El invierno tiene esa cualidad maravillosa que no tienen el resto de las estaciones: presentarse a susurros, muy poco a poco, consiguiendo que todos los estímulos se pausen

Pocas sensaciones hay tan placenteras como sentir la llegada del invierno a cuentagotas, a través de pequeños avisos. Por estas latitudes, aún habrá quien diga que tenemos el privilegio de verlo llegar algo más tarde, que apuramos el calor y “los días buenos” —¿qué carajo querrán decir con eso de días buenos? ¿Acaso una tarde de lluvia no lo es cuando hace falta? — y que todavía falta para el estreno de los abrigos. Qué va. Los indicios se presentan mucho antes de agarrar la puerta del armario. El invierno tiene todavía más sensación de hogar que todas las demás estaciones, y que el resto, casi, de lugares.
Porque el invierno es un lugar. Hasta hace no mucho, todavía era un sitio por donde se podía pisar escarcha casi desde el principio, que no es necesariamente el veintiuno de diciembre. El olor del comino y el pimentón se mezclaba con el de las castañas asadas, y flotaban nubes de humo de leña de encina y de alcornoque. Olores y sensaciones que sobrevivían al paso del tiempo porque quienes los revivían ante la llegada inminente de una fecha señalada, como guardianes de un arcano milenario, parecían eternos. Hasta que dejaron de serlo. Por eso creo que sigue siendo un privilegio, cuando llega el frío, que esos olores y sensaciones todavía sobrevivan en el aire.

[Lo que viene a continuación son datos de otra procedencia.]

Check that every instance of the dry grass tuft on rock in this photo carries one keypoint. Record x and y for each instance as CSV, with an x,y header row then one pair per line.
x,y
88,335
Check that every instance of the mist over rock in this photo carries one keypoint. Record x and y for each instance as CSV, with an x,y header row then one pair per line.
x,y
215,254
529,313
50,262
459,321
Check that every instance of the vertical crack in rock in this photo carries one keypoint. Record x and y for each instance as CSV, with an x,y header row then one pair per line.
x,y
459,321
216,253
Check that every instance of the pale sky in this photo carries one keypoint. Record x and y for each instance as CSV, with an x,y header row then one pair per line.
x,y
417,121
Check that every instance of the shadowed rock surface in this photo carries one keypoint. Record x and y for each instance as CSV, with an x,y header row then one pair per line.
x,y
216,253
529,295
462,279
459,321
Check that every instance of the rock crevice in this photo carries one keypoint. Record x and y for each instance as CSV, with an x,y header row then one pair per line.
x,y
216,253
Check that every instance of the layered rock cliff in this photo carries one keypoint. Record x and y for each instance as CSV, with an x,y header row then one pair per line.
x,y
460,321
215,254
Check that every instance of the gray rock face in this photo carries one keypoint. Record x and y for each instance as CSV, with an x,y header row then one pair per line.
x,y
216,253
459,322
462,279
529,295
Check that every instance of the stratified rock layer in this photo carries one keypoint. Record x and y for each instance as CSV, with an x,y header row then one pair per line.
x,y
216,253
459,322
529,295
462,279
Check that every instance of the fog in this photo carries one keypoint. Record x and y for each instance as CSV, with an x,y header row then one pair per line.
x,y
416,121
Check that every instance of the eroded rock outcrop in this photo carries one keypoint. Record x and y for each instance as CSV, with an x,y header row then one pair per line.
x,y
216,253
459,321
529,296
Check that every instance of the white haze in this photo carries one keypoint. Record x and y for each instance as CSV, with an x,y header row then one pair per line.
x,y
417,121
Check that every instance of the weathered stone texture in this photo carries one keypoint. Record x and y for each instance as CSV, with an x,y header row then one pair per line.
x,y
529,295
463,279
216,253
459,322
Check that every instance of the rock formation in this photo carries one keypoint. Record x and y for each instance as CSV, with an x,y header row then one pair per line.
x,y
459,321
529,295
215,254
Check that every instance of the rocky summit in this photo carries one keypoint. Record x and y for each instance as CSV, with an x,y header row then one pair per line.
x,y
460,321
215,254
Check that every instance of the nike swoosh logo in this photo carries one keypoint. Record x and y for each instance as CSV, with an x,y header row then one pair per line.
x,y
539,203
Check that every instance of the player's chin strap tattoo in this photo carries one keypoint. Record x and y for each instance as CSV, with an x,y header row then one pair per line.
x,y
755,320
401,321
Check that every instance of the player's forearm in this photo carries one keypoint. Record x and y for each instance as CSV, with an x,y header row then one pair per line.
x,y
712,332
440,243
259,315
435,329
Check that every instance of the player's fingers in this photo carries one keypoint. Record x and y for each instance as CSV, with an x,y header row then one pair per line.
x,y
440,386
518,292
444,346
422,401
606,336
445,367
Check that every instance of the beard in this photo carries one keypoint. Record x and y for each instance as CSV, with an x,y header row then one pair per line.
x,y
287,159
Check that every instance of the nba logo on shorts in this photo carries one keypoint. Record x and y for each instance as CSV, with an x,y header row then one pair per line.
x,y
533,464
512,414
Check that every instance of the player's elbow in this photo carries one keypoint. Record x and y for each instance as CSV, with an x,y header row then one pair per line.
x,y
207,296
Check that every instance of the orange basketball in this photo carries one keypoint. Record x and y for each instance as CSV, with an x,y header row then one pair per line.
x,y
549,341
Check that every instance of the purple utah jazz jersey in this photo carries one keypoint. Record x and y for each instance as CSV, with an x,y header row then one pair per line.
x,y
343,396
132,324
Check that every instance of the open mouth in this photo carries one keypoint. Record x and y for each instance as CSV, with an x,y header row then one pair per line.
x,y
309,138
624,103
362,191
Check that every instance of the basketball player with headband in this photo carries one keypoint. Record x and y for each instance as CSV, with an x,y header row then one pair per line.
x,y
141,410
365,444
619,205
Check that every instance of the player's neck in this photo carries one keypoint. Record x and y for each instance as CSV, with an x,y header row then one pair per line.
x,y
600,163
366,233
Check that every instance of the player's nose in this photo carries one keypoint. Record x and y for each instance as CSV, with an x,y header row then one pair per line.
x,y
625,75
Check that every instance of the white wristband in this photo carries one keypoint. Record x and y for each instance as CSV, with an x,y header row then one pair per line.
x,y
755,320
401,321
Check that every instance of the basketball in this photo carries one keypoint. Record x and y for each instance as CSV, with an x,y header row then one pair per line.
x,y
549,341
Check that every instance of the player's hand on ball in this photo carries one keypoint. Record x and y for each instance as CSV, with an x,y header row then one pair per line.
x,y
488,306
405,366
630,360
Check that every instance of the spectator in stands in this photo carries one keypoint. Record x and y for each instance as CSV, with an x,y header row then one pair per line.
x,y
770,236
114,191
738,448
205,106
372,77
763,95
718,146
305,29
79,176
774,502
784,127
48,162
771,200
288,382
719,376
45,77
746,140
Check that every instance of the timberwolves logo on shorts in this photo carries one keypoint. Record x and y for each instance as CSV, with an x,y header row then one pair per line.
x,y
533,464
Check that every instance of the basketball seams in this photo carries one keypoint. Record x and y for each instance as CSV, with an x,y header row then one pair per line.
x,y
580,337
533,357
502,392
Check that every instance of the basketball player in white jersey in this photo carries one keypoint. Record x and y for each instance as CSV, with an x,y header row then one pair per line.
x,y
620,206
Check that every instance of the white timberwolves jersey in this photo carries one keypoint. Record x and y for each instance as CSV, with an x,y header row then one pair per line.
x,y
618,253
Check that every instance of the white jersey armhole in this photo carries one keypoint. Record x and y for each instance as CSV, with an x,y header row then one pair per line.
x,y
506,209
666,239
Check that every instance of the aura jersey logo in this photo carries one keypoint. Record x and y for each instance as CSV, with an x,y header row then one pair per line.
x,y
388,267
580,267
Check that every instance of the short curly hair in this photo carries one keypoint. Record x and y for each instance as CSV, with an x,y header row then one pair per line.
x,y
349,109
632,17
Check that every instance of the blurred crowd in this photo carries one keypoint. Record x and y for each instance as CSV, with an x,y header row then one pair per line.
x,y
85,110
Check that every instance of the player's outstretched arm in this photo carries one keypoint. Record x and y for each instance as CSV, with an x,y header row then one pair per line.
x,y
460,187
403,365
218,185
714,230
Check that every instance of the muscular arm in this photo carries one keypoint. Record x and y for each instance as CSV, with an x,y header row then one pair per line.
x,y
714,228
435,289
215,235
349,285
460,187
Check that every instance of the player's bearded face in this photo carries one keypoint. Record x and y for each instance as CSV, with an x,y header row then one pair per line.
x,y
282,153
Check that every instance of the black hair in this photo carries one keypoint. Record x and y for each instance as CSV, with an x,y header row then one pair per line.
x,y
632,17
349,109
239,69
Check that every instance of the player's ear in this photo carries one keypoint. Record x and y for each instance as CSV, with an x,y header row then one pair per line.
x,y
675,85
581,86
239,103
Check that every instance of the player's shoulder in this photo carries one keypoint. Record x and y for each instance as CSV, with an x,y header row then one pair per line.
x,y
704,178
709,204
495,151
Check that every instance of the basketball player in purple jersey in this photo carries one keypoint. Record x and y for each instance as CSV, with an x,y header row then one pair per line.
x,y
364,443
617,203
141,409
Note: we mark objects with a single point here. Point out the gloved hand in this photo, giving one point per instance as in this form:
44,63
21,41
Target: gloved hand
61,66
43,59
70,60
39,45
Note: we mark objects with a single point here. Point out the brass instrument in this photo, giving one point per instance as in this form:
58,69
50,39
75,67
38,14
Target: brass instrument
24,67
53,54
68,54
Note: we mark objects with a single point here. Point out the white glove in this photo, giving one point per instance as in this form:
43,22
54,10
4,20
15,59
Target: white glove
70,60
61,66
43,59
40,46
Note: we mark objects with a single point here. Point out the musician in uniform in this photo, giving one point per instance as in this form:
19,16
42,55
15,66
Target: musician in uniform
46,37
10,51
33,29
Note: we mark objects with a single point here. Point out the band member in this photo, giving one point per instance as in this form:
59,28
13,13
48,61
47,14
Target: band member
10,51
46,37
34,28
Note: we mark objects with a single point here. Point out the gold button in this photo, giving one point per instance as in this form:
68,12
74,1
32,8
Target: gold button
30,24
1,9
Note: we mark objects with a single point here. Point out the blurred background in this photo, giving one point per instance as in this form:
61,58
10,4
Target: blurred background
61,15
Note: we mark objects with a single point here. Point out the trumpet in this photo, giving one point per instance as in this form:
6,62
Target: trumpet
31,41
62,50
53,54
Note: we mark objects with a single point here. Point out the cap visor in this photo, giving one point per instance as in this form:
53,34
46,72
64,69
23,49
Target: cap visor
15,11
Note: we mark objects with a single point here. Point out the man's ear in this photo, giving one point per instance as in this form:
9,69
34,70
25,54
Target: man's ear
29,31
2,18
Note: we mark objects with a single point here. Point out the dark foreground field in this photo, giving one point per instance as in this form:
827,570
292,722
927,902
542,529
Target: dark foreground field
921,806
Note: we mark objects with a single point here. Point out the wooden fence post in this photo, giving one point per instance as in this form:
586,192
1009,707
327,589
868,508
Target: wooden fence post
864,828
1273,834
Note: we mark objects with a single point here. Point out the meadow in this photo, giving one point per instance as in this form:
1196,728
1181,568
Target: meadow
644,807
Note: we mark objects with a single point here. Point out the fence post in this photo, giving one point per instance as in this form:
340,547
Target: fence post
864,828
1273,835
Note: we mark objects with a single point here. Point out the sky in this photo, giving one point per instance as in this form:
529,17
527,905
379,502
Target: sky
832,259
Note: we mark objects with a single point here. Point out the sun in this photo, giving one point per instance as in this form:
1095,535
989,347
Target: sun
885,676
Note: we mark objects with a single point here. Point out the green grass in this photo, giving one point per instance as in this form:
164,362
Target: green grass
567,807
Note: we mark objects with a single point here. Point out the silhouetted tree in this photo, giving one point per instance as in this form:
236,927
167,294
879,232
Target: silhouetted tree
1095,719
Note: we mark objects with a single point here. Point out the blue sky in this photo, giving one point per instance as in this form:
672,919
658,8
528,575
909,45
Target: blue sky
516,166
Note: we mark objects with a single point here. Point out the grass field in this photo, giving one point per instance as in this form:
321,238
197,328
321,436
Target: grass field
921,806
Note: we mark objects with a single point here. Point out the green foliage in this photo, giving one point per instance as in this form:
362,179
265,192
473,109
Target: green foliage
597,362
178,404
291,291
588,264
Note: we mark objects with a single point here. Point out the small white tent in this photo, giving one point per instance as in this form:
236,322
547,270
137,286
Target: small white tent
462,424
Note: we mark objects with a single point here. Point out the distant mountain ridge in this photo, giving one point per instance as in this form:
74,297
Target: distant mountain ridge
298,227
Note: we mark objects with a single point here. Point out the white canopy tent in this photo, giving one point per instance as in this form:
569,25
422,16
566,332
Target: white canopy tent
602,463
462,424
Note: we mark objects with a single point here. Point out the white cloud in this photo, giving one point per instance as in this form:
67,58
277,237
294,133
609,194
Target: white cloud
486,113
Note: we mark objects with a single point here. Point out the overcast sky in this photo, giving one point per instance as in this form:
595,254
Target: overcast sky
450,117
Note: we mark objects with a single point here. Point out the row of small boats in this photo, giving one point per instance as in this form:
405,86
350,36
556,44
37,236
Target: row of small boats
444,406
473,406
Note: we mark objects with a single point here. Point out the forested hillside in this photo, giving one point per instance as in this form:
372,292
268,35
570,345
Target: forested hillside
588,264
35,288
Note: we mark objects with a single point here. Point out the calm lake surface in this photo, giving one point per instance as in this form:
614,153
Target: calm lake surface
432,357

El invierno, sí, es un lugar, que ha sido capaz de sublimarse en una puerta que se abre hacia una panadería, en una chimenea que crepita, en una despedida con promesas de reencuentro. El invierno tiene esa cualidad maravillosa que no tienen el resto de las estaciones: presentarse a susurros, muy poco a poco, consiguiendo que todos los estímulos se pausen, para que logremos prestar atención a ese destello que nos lleva a un instante de felicidad o serenidad pasada que, de pronto, se vuelve muy presente. Chirbes hablaba, incluso, de la pureza de los colores en esta época del año, como si la lluvia y el frío lograsen juntas, con empeño y la ayuda de otra luz, limpiar el ambiente para que surgiese una nitidez inesperada e imposible en otras épocas del año.
El invierno es también un sitio al que entre todos le hemos construido huecos donde colocar los ratos que no tenemos, o no queremos tener, para la familia, para los compromisos, para las obligaciones emocionales. Como si alrededor de una estufa o un brasero de picón, arrumbáramos nuestros yoes más peligrosos, y quien sabe si avergonzados por algún pequeño trauma, alguna conversación por cerrar, algún abrazo que se quedó colgando y que no nos hubiese importado dar antes de todos los finales. Nos reconciliamos, no se sabe muy por qué, con la idea de que todo acaba para que todo empiece.
Será el frío, que todo lo pausa. Será que bajamos algunas marchas antes del estallido de las luces y de las comilonas. Pero se agradece este pequeño lujo, este deambular algo más lento, que aunque parezca un placebo efímero, da espacio para los balances, siempre necesarios. Será que este lugar, para quienes lo celebramos, cuando llega, no escatima en esperar a quien quiera entrar. Aunque tarde en venir.